Virtually every step of this process — and every resource deposit it depends on — is currently located outside the United States.
That means that while manufacturers need to secure foreign supplies and develop domestic mines, they also need to develop tools, policies and technologies to better recycle what they have and to look for alternatives, according to Rep. Bill Foster (D-Ill.), who chaired the hearing.
While the U.S. will have to take care to balance mining with environmental and land rights concerns, that goal is attainable, Nevers said.
“At least from the raw material aspect as far as what they call ‘midstream’ — that could all be done here. We have refineries here. We have the talent,” Nevers said.
But over the longer term, the United States needs “pie-in-the-sky” battery technologies that make use of the metals it has in large supply, Amanchukwu said, particularly ones better suited to heavy applications like air travel, cargo ships and transport trucks.
“We need storage that enables deep decarbonisation that is also inherently safe, with abundant materials, that can last many decades and be completely recycled,” Srinavasan said.
Since “such chemistry is not achievable with incremental improvements in today’s lithium ion batteries,” the U.S. needs to fund “a basic science approach that brings new insights into battery storage,” Srinivasan said.
This push for new technologies will force Congress “to sort of become a venture capitalist and decide which minerals to invest in,” said Foster.
To some extent, the U.S. simply needs to support companies already exploring lithium alternatives, Amanchukwu said, while Srinavasan emphasized “substitutions for nickel and cobalt and these materials” as the highest priority.
The inter-agency Federal Consortium on Advanced Batteries (FCAB) seeks to eliminate the need for both cobalt and nickel in lithium-ion batteries by 2030, according to a House fact sheet.
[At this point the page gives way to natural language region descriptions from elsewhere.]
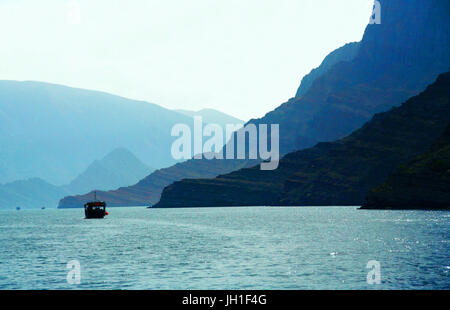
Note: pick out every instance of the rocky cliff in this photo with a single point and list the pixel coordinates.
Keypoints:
(423, 183)
(333, 173)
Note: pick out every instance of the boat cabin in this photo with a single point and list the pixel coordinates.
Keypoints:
(95, 210)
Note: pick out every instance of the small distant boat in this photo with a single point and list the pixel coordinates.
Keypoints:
(95, 209)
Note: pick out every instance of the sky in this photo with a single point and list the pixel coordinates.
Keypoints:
(242, 57)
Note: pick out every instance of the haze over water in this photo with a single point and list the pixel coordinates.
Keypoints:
(225, 248)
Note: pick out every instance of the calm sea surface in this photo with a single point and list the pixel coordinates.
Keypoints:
(225, 248)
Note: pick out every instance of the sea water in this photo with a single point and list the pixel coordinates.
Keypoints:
(225, 248)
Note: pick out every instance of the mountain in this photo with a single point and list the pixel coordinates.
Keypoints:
(345, 53)
(333, 173)
(119, 168)
(422, 183)
(148, 190)
(30, 194)
(54, 132)
(213, 116)
(394, 61)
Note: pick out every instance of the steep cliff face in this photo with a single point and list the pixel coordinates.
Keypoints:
(423, 183)
(345, 53)
(334, 173)
(148, 190)
(394, 61)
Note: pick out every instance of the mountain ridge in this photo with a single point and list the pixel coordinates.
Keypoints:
(331, 173)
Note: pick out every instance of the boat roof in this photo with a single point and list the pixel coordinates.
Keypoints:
(96, 204)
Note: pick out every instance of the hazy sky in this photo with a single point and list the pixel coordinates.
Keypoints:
(243, 57)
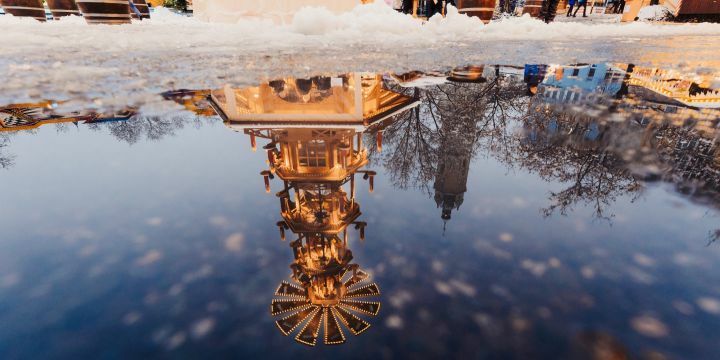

But pushing for a major increase in the size of the U.S. electric vehicle fleet raises another vexing issue, said Casten: how the U.S. can generate enough low-carbon electricity to meet demand and get it where it’s needed.
“We need to build more wires, we need to build them in the right places — which is not necessarily where the loads are right now,” Casten said.
Another pressing question is around storing energy at times when intermittent renewables like wind, hydropower and solar are abundant so it’s available when they aren’t, experts noted.
With long-term battery storage currently prohibitively expensive, “we have to start looking at alternatives like things like hydrogen as a means of storing energy,” Srinavasan said.
“Unfortunately, that requires us to store the hydrogen, which means that the location matters a lot. So it’s going to work in some parts of the country, not in others.”